Hervé Bourhis, Comix Remix — Tome 1 : “Feu Mister Mercure”

Une visite des codes et de la poé­sie des comics aussi intel­li­gente qu’angoissante.

À l’instar de la famille des Indes­truc­tibles, mise en scène dans le film d’animation de Pixar, les super héros de Tower­ville ont com­pris les bien­faits de la publi­cité et, inféo­dés à la toute-puissante Cor­po­ra­tion contrô­lant 50% des béné­fices et diri­gée par Miss Hono­lulu qui fait pas­ser la réus­site éco­no­mique avant les valeurs, uti­lisent leur image à des fins mer­can­tiles.
Mais cer­tains super héros ont conservé un mini­mum d’éthique et font de la résis­tance : ils forment ainsi une fac­tion dis­si­dente, Les Clan­des­tins, jugés ter­ro­ristes par les cor­po­ra­tistes, et une guerre fra­tri­cide ravage bien­tôt les deux clans, sur­tout à par­tir de la mort du plus popu­laire des super héros : Mis­ter Mer­cure, par laquelle s’ouvre l’album.

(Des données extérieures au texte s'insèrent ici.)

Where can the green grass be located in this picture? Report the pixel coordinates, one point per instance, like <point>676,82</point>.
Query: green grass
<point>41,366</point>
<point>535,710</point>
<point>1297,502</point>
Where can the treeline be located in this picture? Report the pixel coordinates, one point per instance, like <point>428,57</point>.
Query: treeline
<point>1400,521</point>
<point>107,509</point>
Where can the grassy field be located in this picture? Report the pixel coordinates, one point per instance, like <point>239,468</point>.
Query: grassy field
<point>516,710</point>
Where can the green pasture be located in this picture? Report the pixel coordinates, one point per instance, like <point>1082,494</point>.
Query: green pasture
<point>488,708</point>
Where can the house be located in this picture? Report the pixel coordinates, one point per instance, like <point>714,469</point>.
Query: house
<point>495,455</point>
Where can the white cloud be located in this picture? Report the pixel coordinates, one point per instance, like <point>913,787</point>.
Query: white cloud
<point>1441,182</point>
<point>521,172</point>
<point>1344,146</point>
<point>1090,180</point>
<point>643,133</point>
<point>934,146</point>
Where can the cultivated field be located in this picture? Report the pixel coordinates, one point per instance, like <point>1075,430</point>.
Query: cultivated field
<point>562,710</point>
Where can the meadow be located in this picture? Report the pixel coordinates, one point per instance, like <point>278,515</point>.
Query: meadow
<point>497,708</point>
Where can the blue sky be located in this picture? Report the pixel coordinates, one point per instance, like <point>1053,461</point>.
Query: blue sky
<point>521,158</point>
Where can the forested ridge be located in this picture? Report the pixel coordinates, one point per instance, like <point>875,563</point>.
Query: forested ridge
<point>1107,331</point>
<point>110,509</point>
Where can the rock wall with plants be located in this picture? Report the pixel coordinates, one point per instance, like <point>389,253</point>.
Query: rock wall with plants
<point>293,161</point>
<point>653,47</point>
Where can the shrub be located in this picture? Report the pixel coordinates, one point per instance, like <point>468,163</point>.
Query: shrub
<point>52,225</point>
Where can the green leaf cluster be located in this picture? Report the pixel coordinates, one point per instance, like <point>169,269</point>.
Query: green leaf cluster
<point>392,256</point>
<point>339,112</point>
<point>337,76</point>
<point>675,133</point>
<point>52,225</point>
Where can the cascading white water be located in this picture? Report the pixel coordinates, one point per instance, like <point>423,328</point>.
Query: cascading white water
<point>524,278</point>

On se dit au départ qu’on a sous les yeux une paro­die de plus des comic books de super héros. Mais Comix Remix va plus loin qu’un simple pas­tiche. Cette reprise par la bande des­si­née franco-belge de la thé­ma­tique ô com­bien amé­ri­caine des super héros à cape et à masque, pro­pose en effet une his­toire cohé­rente (voire tra­gique), truf­fée de clins d’œil humo­ris­tiques, et qui ne lésine pas quand il s’agit de don­ner dans la satire de l’uniformisation de la société et de l’ultralibéralisme.
Le bur­lesque et le sati­rique s’articulent autour du des­cen­dant de Mis­ter Mer­cure, John-John, placé dans une tris­toune école de super héros, mais ne dis­po­sant selon lui d’aucun super­pou­voirs. Le monde que nous révèlent le jeune gar­çon et sa mère, en proie aux luttes de pou­voir, aux mani­pu­la­tions et aux mal­ver­sa­tions de tout poil, est des plus noirs. Toute jus­tice et toute mesure s’en sont absen­tées.

Appuyé par un gra­phisme assez sec et grin­çant, ce pre­mier tome se lit comme un comics de polar poli­tique. Les jus­ti­ciers ici ne sont plus des stars. Et cela n’a rien de drôle. Reste que l’ensemble pèche par trop de séche­resse selon nous, trop cari­ca­tu­ral et grif­fonné, le des­sin manque de géné­ro­sité, les cou­leurs sont froides. Le lec­teur crain­dra sans doute de se pro­pul­ser bille en tête dans cette gale­rie de per­son­nages qui désar­çonne et il aurait fallu que Hervé Bou­rhis (prix Gos­cinny 2003 avec Tho­mas ou le retour du Tabou, Les Huma­noïdes Asso­ciés, col­lec­tion “Tohu Bohu”) prenne le temps d’installer davan­tage son intrigue et ne répugne pas d’emblée à séduire son lec­teur.
C’est d’autant plus dom­mage que le pro­pos, qui revi­site les codes et la poé­sie des comics dans la lignée des Aven­tures de Kava­lier et Clay (Michael Cha­bon, Robert Lafo­not, 2003),
 est aussi intel­li­gent qu’angoissant. À l’image d’ailleurs du sti­mu­lant Pres­tige de l’uniforme de Loo Hui Phang et Hugues Micol paru dans la même collection.

louis taillan­dier

   
 

Hervé Bou­rhis, Comix Remix — Tome 1 : “Feu Mis­ter Mer­cure”, Dupuis, coll. “Double Expresso”, mai 2005, 80 p. — 15,00 €.